Funmi Iyanda is a household name in Nigeria. her program, New Dawn with Funmi is an amazing platform — either to announce a campaign, advocate cause or discuss an issue of interest. Watched by millions of viewers every Monday and Wednesday, New Dawn with Funmi has become a force within Nigeria’s edu-infotainment space — bringing the millions of viewers face to face with dynamic individuals who are selected (as I eventually found out) based on intense research and a strong need for what they have to offer.
My first invitation to the show was for the Get Better (official name of Wednesday shows) session of July 13, 2005. It was an interesting discussion on how to overcome fear, and if you saw that show you would have thought that myself and Niyi Adesanya had met before that day — not true.
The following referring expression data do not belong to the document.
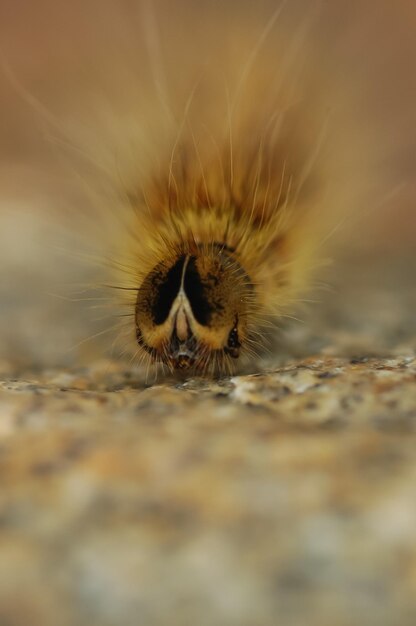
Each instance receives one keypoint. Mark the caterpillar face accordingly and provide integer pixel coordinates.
(191, 311)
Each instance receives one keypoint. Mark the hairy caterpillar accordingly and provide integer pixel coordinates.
(232, 148)
(250, 176)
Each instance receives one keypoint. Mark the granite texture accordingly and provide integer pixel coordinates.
(286, 496)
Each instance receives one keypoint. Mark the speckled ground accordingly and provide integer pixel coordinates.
(285, 497)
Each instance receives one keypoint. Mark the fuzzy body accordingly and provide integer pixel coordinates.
(242, 170)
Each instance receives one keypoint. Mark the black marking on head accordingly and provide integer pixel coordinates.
(167, 290)
(196, 294)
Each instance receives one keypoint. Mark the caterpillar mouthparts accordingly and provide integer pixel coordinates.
(194, 309)
(246, 159)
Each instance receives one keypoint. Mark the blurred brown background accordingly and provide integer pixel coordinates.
(63, 63)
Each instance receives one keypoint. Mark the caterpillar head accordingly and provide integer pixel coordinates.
(191, 311)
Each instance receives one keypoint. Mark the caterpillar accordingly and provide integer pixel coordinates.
(230, 149)
(250, 175)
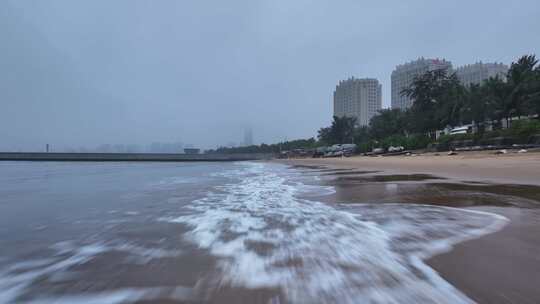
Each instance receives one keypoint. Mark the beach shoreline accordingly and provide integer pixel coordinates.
(500, 267)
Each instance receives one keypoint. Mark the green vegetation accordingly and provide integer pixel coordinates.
(440, 101)
(273, 148)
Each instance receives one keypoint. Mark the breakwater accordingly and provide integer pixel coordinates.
(165, 157)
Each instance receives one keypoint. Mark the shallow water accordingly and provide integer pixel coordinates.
(214, 232)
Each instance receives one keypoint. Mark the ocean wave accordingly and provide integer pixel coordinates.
(266, 236)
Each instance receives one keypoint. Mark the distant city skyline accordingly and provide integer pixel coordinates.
(359, 98)
(83, 73)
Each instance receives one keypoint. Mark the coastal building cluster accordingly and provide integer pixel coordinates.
(362, 97)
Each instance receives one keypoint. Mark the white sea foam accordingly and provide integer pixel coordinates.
(268, 237)
(18, 276)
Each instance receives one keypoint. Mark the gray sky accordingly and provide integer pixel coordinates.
(84, 73)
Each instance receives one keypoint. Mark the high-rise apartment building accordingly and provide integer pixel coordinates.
(360, 98)
(478, 72)
(404, 74)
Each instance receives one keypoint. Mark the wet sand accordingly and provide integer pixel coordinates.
(503, 267)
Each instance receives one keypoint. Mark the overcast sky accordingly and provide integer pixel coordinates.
(84, 73)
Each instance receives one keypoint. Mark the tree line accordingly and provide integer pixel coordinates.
(440, 101)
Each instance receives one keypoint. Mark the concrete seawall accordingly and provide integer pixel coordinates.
(41, 156)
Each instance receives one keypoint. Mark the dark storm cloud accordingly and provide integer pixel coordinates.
(76, 73)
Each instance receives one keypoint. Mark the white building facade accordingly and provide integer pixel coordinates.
(478, 72)
(404, 74)
(360, 98)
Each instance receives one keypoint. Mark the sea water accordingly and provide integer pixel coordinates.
(214, 232)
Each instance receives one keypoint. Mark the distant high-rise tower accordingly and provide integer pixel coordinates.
(478, 72)
(404, 74)
(248, 137)
(360, 98)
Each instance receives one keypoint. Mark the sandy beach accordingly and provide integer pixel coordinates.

I walked into the NTA studio and noticed two other young men waiting for the recording to start — Uju (author of a number of books, including “In the Words of Pat Utomi”, etc) and Niyi Adesanya (who I’ve come to know as the de-facto authority on Leadership issues in our generation). After the show, a number of friends called to confirm how important the discussions was — and a few others sent eMails to ask further questions. Sometime in August 2005, I was invited again for a show (aired on August 31) that deliberately focused on the possible role of ICTs in personal development. Funmi Iyanda was not the host, but Peju did a great job that once again underscores the need for institutionalising processes.
A few days ago, I was having a post-event lunch with the organisers of a seminar at the Federal Polythecnic (Ado Ekiti) — where I’d spoken on the theme, Don’t Stop! Exemplary Leadership through Continued and Result-Oriented Personal Development. My phone rang, and it was the FI (as Funmi Iyanda was foindly called while getting ready for the February 1 show) team again. This time, they wanted me to discuss hope. This becomes necessary, especially following the previous weeks discussion that saw a few young people asking questions about hope in the midst of darkness. Recorded on the last day of January and aired on the first day of February, the show was another interesting session — and it also featured Jerome (a counsellor). Beginning with the fact that frustration should not be seen as a final destination but an opportunity to recognize that you are dissatisfied with the present status (and plot a move-on strategy), I tried to paint a picture for other young people. My major assertion was that, “each one of us must be responsible for the success — or otherwise — of our lives. If you fail in the days of adversity, its not because you went to the wrong school, were born into the wrong family, or any other excuse, it is because your strength is small… when it is darkest, it is another opportunity for even little light to shine!”
There were some amazing thoughts that flowed from Funmi (herself), Jerome, and the audience. I must confess that I was literally tripped when I logged on to Funmi Iyanda’s website on February 1 and saw that the day’s show had been archived (text and a few images). The fact that Funmi has taken the all-important work online shows the relevance of her tasks to this Net-Generation. The focus on mentorship, values, hard work and fulfilment are spelt out on the website. Radiating quality, and revealing depth of content, the New Dawn with Funmi website (www.newdawnwithfunmi.com) is a favourite destination for young people who are with me on the journey of personal development, nation building, regional cooperation and global participation!